The Michael McGuane Foundation has helped fund the club’s endeavors from its beginning.
Prizes will be given out to campers for the biggest fish, scavenger hunt, skeet shooting and archery, best story telling, and camper of the weekend. An award will also be given to the “Camper of the Week”-who can be a boy or a girl, upperclassman or lowerclassman. This award will be based on enthusiasm, sportsmanship, participation, passion for learning about the outdoors, and exemplifies good stewardship of the land.
The fun of the Sportsman’s Club obviously does not just begin with the trip. For example, a turkey calling contest will be held today, 1 p.m., at VHS. Ten students from VHS will be participating, as well as some students from Hundred. Robbie Gilbert, Rich Harr, and Dan Kelch will be judging the contest, and prizes will be given for the top five individuals.
The school hopes to make the event a sanctioned yearly event.
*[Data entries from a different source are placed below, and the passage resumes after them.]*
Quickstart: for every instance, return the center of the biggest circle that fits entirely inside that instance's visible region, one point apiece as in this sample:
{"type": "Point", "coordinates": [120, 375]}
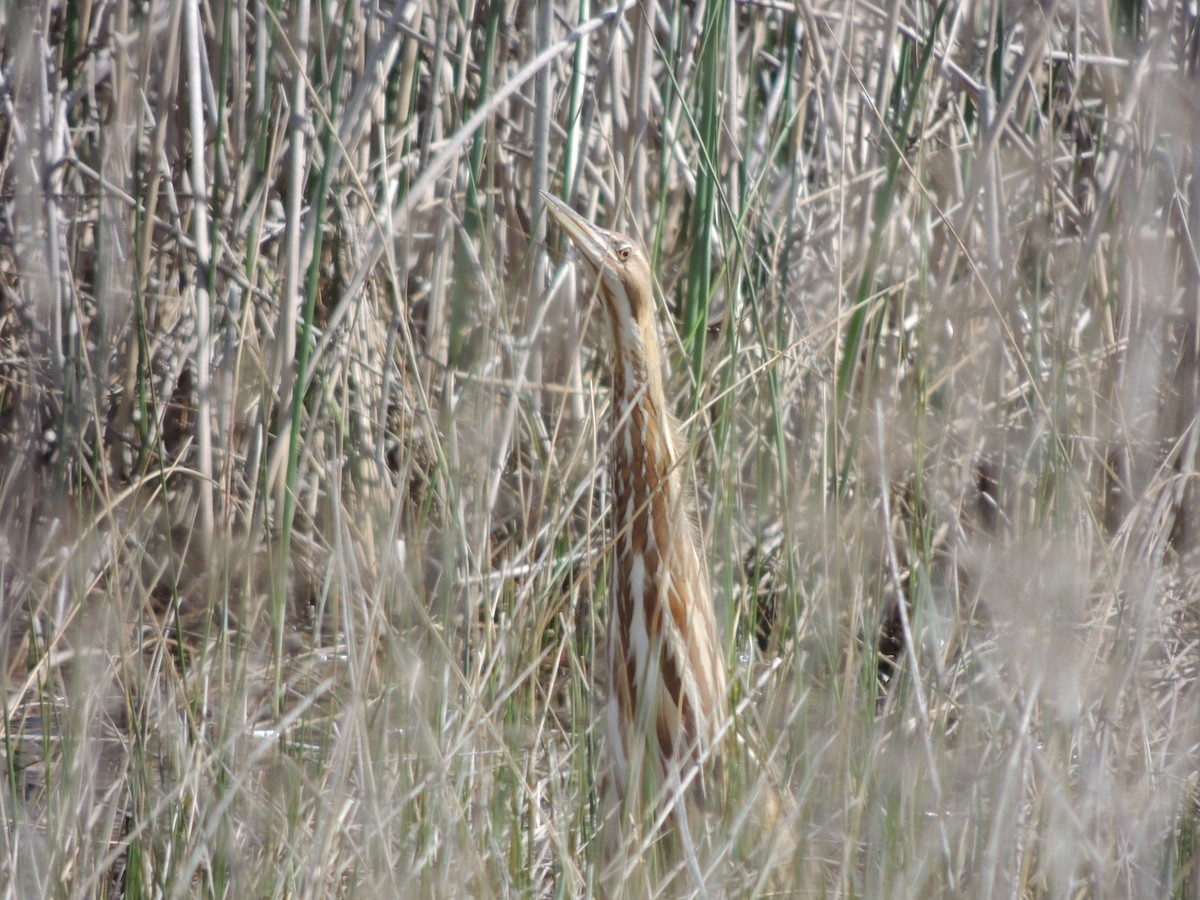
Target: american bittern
{"type": "Point", "coordinates": [667, 697]}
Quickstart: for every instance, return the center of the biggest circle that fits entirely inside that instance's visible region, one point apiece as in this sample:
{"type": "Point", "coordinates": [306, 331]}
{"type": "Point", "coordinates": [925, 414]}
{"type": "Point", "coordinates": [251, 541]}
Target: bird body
{"type": "Point", "coordinates": [667, 702]}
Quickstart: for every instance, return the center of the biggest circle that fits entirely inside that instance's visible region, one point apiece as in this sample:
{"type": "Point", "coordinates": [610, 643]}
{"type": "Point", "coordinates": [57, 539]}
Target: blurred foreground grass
{"type": "Point", "coordinates": [303, 436]}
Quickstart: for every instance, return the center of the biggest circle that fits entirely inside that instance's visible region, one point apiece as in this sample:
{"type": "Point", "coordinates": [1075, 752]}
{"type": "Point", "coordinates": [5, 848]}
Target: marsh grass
{"type": "Point", "coordinates": [303, 439]}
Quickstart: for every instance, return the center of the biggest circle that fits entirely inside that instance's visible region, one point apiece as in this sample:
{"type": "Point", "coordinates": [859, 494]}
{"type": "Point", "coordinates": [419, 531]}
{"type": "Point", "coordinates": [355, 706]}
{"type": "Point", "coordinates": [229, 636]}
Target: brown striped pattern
{"type": "Point", "coordinates": [666, 702]}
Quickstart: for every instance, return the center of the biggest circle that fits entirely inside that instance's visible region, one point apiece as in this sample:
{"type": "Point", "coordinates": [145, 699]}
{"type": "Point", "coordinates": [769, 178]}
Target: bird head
{"type": "Point", "coordinates": [621, 271]}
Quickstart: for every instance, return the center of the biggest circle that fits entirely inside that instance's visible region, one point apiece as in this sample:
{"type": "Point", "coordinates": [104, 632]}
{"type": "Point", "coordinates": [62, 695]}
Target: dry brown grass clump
{"type": "Point", "coordinates": [303, 557]}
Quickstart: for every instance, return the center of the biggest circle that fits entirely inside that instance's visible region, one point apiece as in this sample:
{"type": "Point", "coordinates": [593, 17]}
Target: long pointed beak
{"type": "Point", "coordinates": [593, 243]}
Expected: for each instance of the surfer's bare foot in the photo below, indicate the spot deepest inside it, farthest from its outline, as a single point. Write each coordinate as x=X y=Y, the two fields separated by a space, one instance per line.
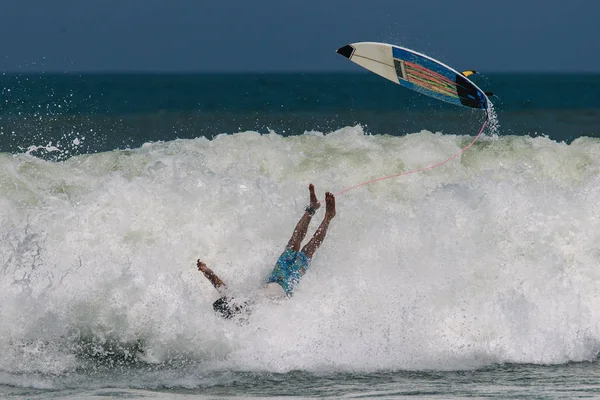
x=314 y=202
x=329 y=206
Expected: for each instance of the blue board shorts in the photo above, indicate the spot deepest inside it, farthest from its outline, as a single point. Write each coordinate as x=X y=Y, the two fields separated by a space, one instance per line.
x=289 y=269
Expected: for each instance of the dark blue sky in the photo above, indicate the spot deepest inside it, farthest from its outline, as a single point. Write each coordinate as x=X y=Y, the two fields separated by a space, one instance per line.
x=294 y=35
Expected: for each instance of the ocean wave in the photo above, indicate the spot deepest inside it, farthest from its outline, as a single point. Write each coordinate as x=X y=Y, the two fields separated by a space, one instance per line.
x=490 y=258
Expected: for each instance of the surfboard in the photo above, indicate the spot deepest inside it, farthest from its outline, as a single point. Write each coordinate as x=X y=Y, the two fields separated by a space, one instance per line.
x=416 y=71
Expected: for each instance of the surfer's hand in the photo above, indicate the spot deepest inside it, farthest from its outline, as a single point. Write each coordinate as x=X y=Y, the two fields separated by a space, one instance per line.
x=201 y=266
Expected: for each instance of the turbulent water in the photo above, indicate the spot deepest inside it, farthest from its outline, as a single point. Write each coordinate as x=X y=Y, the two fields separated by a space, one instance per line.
x=477 y=278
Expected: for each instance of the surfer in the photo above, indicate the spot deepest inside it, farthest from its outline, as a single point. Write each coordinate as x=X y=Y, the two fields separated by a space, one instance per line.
x=291 y=265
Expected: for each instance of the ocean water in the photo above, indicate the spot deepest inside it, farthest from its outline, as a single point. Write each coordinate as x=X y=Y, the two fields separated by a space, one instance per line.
x=476 y=279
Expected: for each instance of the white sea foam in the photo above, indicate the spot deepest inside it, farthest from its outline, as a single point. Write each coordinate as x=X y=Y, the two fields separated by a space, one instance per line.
x=490 y=258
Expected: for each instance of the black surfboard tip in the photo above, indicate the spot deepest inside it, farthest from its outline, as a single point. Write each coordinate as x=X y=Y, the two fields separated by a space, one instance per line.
x=346 y=51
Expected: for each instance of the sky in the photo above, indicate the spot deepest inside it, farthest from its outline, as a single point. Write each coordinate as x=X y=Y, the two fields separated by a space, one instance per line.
x=294 y=35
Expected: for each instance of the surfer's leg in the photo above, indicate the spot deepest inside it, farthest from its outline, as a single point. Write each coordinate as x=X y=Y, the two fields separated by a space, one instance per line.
x=320 y=233
x=302 y=226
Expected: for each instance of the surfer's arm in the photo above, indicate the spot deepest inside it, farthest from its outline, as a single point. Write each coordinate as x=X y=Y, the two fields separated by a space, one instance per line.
x=211 y=276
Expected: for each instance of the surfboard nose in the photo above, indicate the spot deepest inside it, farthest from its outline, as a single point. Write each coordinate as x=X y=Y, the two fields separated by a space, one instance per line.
x=346 y=51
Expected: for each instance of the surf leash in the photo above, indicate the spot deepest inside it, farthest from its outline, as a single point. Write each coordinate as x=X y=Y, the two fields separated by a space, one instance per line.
x=421 y=169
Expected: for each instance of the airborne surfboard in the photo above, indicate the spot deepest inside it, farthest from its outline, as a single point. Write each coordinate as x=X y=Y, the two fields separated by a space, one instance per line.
x=418 y=72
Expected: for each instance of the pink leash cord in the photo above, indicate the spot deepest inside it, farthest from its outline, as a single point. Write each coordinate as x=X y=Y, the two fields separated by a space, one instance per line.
x=421 y=169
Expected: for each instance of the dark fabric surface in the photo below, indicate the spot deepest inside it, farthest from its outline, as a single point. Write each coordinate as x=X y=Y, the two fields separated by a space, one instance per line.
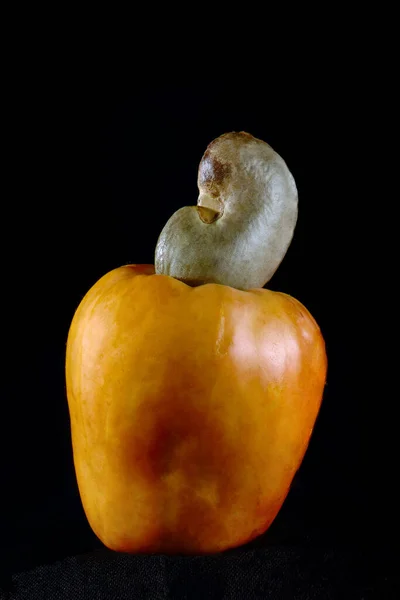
x=276 y=572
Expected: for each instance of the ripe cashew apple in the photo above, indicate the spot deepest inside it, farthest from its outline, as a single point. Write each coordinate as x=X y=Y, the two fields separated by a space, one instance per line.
x=192 y=391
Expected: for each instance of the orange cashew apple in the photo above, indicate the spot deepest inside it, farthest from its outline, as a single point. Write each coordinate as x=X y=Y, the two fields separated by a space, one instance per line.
x=192 y=391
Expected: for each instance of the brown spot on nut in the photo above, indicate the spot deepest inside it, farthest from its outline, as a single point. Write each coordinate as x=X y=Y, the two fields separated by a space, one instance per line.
x=212 y=173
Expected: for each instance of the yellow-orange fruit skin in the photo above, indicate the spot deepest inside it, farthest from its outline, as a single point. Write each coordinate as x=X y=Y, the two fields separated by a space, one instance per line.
x=191 y=409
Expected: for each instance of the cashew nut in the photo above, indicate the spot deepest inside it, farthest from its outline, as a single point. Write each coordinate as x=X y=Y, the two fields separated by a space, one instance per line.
x=243 y=223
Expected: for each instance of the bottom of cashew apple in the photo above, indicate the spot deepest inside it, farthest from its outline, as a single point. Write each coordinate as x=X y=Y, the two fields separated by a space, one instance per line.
x=191 y=409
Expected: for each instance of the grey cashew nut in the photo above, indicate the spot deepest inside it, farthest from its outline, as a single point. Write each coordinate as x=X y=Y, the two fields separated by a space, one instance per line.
x=243 y=223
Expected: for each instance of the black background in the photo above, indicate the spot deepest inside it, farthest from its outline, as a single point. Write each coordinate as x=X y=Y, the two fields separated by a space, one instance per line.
x=99 y=170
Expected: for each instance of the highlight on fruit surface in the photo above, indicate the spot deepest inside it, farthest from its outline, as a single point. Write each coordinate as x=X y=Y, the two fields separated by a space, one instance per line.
x=191 y=405
x=243 y=223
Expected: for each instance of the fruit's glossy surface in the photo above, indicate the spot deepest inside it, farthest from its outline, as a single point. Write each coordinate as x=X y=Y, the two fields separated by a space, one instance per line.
x=191 y=409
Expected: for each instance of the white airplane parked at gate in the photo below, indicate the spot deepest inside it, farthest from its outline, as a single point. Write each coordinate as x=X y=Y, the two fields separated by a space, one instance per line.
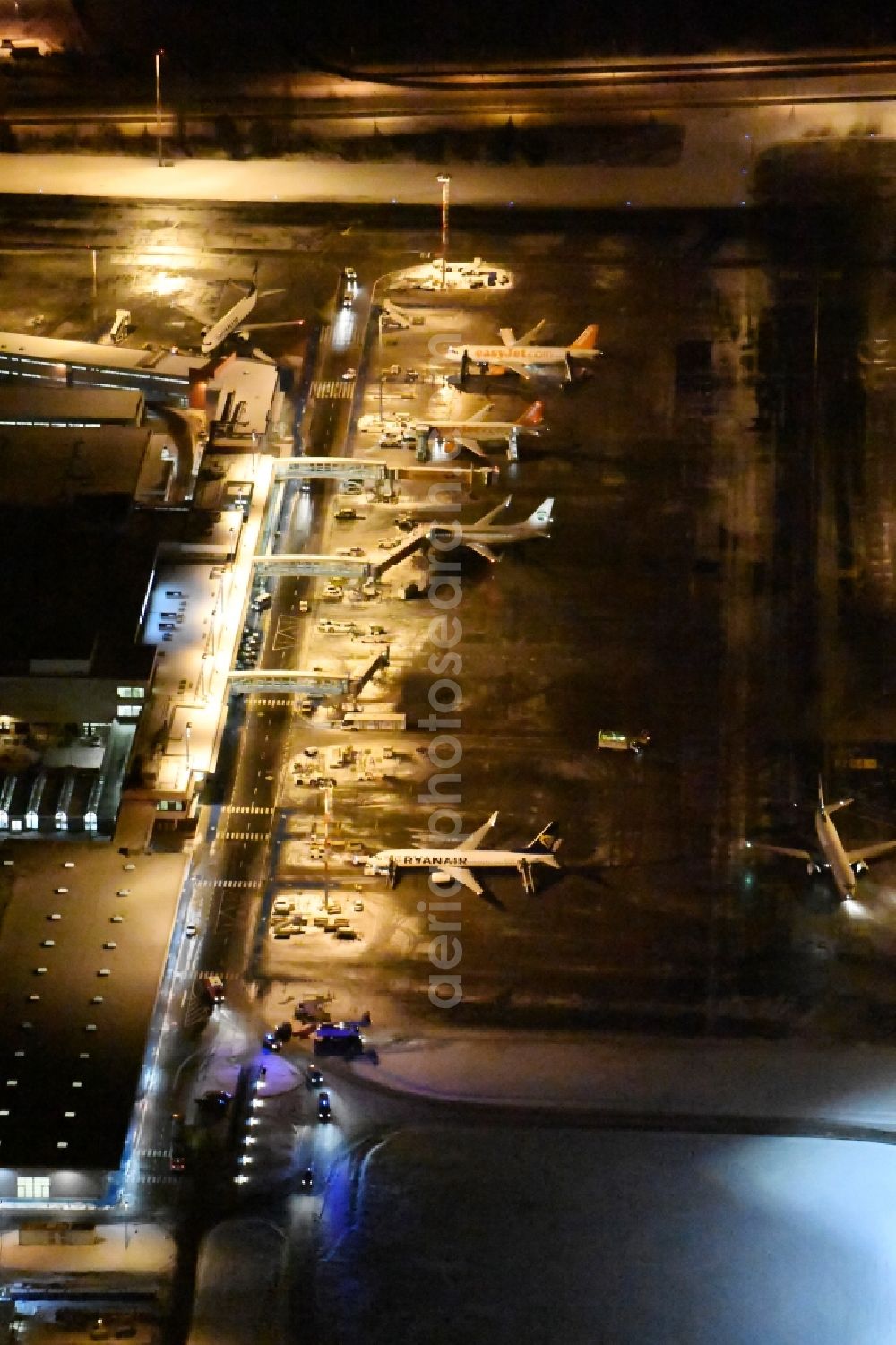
x=521 y=356
x=483 y=534
x=844 y=865
x=397 y=431
x=456 y=864
x=235 y=319
x=467 y=432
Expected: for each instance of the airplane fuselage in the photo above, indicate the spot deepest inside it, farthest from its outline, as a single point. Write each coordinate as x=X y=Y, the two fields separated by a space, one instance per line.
x=229 y=323
x=480 y=429
x=386 y=859
x=490 y=536
x=518 y=354
x=831 y=849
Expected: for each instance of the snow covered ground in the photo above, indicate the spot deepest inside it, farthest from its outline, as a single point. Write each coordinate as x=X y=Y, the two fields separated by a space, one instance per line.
x=539 y=1237
x=848 y=1086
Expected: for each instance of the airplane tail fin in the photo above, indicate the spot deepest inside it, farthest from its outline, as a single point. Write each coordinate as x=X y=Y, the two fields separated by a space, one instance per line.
x=547 y=841
x=829 y=807
x=588 y=340
x=544 y=515
x=533 y=415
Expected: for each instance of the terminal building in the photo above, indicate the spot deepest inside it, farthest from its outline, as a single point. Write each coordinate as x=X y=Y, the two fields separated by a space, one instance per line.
x=102 y=493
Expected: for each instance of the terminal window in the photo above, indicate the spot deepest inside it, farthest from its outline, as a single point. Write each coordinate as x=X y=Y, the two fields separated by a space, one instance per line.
x=32 y=1188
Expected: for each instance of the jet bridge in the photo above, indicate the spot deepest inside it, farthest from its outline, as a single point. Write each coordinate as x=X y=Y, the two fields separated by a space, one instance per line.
x=329 y=469
x=316 y=566
x=367 y=470
x=302 y=682
x=291 y=682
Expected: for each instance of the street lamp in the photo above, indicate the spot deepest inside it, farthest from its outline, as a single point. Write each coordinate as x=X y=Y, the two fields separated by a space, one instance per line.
x=444 y=182
x=159 y=56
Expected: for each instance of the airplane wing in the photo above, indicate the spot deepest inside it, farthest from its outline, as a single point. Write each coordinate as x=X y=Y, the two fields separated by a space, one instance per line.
x=487 y=518
x=515 y=365
x=477 y=416
x=871 y=851
x=780 y=849
x=469 y=443
x=257 y=327
x=477 y=837
x=461 y=875
x=529 y=338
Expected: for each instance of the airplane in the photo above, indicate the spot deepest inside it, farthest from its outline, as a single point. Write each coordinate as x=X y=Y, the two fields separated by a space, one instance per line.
x=844 y=865
x=456 y=864
x=233 y=319
x=399 y=317
x=464 y=434
x=521 y=354
x=483 y=534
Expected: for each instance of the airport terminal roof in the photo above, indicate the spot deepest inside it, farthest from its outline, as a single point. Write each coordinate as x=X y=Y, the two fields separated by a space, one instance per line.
x=74 y=566
x=251 y=383
x=24 y=404
x=72 y=1038
x=47 y=466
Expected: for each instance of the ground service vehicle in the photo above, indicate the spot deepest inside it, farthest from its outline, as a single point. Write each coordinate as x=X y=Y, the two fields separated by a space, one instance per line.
x=338 y=1039
x=622 y=741
x=177 y=1143
x=211 y=986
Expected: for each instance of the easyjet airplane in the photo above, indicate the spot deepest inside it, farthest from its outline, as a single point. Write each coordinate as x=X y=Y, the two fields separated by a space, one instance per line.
x=521 y=356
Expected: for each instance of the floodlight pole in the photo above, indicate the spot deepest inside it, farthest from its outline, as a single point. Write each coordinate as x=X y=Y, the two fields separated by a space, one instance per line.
x=159 y=56
x=444 y=182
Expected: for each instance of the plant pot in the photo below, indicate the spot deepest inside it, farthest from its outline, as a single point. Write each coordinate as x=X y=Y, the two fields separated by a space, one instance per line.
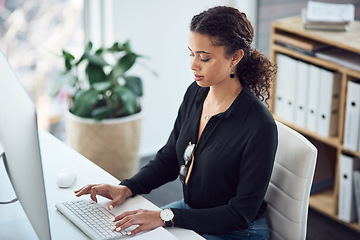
x=112 y=144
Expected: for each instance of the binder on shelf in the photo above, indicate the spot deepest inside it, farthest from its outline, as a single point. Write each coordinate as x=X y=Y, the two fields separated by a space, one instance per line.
x=352 y=117
x=347 y=208
x=313 y=98
x=356 y=184
x=328 y=117
x=301 y=93
x=285 y=87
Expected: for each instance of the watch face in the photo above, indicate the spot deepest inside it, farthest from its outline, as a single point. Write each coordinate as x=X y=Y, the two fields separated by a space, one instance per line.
x=166 y=215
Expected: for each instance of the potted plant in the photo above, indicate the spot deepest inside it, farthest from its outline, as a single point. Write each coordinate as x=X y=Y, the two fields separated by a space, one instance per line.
x=104 y=118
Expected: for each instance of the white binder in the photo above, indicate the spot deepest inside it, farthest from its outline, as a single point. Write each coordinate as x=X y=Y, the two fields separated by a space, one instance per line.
x=285 y=84
x=328 y=117
x=313 y=98
x=352 y=117
x=347 y=207
x=301 y=93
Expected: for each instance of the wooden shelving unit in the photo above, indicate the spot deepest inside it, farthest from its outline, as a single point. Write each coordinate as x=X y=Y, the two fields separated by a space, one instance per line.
x=326 y=201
VHS teacher Kelch, an avid hunter and fisherman, is looking forward to using his ties to “Game On” television while on the trip. One lucky camper will be able to go on a turkey hunt with Kelch and Robby Gilbert of “Game On”. Kelch states that this hunt will be televised. He will take the club member who has helped and participated the most in the sportsman’s club archery shoots and other club activities to hunt on his home property Friday morning before leaving for the trip. If that student doesn’t get a turkey then, he will also take him hunting at Pocahontas County while they are there. If that student gets a turkey Friday morning, Kelch will take the second most helpful student.
Byard is looking forward to canoeing with the campers, as she states that there is a reservoir close to where the camp is.
“We are trying to target kids who struggle in school,” Byard states, adding, “and give them a part.” Byard expresses further enthusiasm as to the trip to the Green Bank Observatory. “Some kids have never gotten to go to that observatory,” she states.
Despite the growth of the Sportsman’s Club, Earley, Bordenkircher, Kelch, and the other advisors focus on the main goal: to target at-risk students and to keep students engaged at school.
Surprisingly, some students do not understand why their teachers are investing so much time into the trip and into them, the students. “We learn as much from the students as they do from us,” Kelch confidently states.
Furthermore, while Kelch is generally on good terms with his students, he stated that he is excited to see how kids react to the teachers out of the school environment. Earley and Kelch both are excited to see what different students will excel at on the trip.
For instance, understandably, some students succeed at academics and others succeed at athletics. However, Earley and Kelch stress that each student possesses a different skill set and, furthermore, they spoke of the possibility of the trip bringing out these skills in students, whether it be the student who turns out to be an avid fisherman or the student who expresses enthusiasm over canoeing. Kelch adds that he always tells his students that they will get along with him as long as they work their hardest. “We are finding their talents,” he states. “We look at work ethic.”